[asterisk-users] Help Please - Asterisk MYSQL interface seems to be eating data
Steve Totaro
stotaro at totarotechnologies.com
Tue May 6 19:32:24 CDT 2008
On Tue, May 6, 2008 at 11:42 AM, Anthony Francis <anthonyf at rockynet.com> wrote:
>
>
>
> Tilghman Lesher wrote:
> > On Tuesday 06 May 2008 02:16:47 Johansson Olle E wrote:
> >
> >> 5 maj 2008 kl. 19.58 skrev Tilghman Lesher:
> >>
> >>> On Monday 05 May 2008 11:24, Johansson Olle E wrote:
> >>>
> >>>> 5 maj 2008 kl. 17.51 skrev Tilghman Lesher:
> >>>>
> >>>>> On Monday 05 May 2008 09:45, Johansson Olle E wrote:
> >>>>>
> >>>>>> Another issue that we need to fix with the MYSQL driver is that
> >>>>>> we're
> >>>>>> lacking a connection pool. Everything seems to be handled over one
> >>>>>> connection to Mysql, which causes issues.
> >>>>>>
> >>>>> That's not true. The MYSQL app generally uses multiple connections,
> >>>>> one
> >>>>> for each channel. The only way one might use only a single
> >>>>> connection is
> >>>>> by using a global variable to store a single connection id, but that
> >>>>> method
> >>>>> is not documented anywhere, AFAIK.
> >>>>>
> >>>> You talk about the Mysql APP, but is this the case with the Realtime
> >>>> driver as well?
> >>>>
> >>> No, the native Realtime driver uses a single connection. The ODBC
> >>> Realtime
> >>> driver generally uses a single connection but can be configured to
> >>> use a
> >>> separate connection for each query.
> >>>
> >> So, we're back to where we started. A developer that can help us with
> >> a connection
> >> pool or a separate connection for each query would be a Nice Thing (TM).
> >>
> >
> > What issues are you specifically seeing that merit using multiple
> > connections?
> >
> >
> I can specify an issue that would merit multiple connections, if the
> link to your db goes away Asterisk likes to freeze writing CDRs.

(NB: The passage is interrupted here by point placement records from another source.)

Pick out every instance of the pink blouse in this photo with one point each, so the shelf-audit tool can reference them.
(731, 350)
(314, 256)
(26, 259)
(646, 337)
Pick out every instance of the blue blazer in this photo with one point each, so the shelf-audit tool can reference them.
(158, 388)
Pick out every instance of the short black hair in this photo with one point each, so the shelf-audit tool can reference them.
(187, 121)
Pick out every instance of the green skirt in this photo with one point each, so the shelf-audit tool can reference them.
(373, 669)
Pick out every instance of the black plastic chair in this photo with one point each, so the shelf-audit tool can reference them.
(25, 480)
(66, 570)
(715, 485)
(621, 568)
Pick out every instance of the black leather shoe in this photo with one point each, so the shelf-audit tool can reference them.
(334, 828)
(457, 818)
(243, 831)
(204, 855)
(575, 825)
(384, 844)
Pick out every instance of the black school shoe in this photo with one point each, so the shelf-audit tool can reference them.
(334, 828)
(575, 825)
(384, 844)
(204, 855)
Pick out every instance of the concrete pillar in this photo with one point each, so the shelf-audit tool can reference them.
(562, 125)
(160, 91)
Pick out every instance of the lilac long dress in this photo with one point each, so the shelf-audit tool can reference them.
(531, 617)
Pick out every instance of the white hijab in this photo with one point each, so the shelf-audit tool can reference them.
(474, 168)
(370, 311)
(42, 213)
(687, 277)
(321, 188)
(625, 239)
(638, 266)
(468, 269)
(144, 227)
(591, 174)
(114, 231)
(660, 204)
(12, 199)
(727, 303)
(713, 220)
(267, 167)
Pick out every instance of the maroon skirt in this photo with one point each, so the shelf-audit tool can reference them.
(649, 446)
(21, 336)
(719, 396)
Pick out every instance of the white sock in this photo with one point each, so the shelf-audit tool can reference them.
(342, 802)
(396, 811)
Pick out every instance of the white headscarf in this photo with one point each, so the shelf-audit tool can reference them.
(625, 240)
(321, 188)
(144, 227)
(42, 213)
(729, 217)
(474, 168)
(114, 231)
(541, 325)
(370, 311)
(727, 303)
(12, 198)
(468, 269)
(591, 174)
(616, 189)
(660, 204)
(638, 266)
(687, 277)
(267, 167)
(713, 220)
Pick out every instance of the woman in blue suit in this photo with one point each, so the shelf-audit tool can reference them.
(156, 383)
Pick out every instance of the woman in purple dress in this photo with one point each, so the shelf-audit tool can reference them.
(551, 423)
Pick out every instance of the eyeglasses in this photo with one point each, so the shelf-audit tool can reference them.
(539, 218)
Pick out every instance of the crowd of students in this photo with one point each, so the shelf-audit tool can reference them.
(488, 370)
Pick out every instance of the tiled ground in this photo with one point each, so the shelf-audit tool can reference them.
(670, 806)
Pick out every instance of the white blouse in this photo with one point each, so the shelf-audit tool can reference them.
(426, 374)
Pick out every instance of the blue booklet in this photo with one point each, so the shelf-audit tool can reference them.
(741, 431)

> I have a few remote * servers that this happens to. My solution so far
> has been to record CDR's to a local DB and then have a
> perl script that attempts to move them over to my transaction DB. I
> would suggest this solution to anyone who depends on their CDR records.
>
> --
> Thank you and have any kind of day you want,
>
> Anthony Francis
> Rockynet VOIP
>
I would not run MySQL on the local box. I would simple use Asterisk's
csv CDRs and then use some script to import the CSVs into a database
residing on another server using some sort of script. Depending on
your needs, you could probably run that during low call volume. I
also think that you adapt the free queue_log to database script by
Queuemetrics to do what you want on the fly.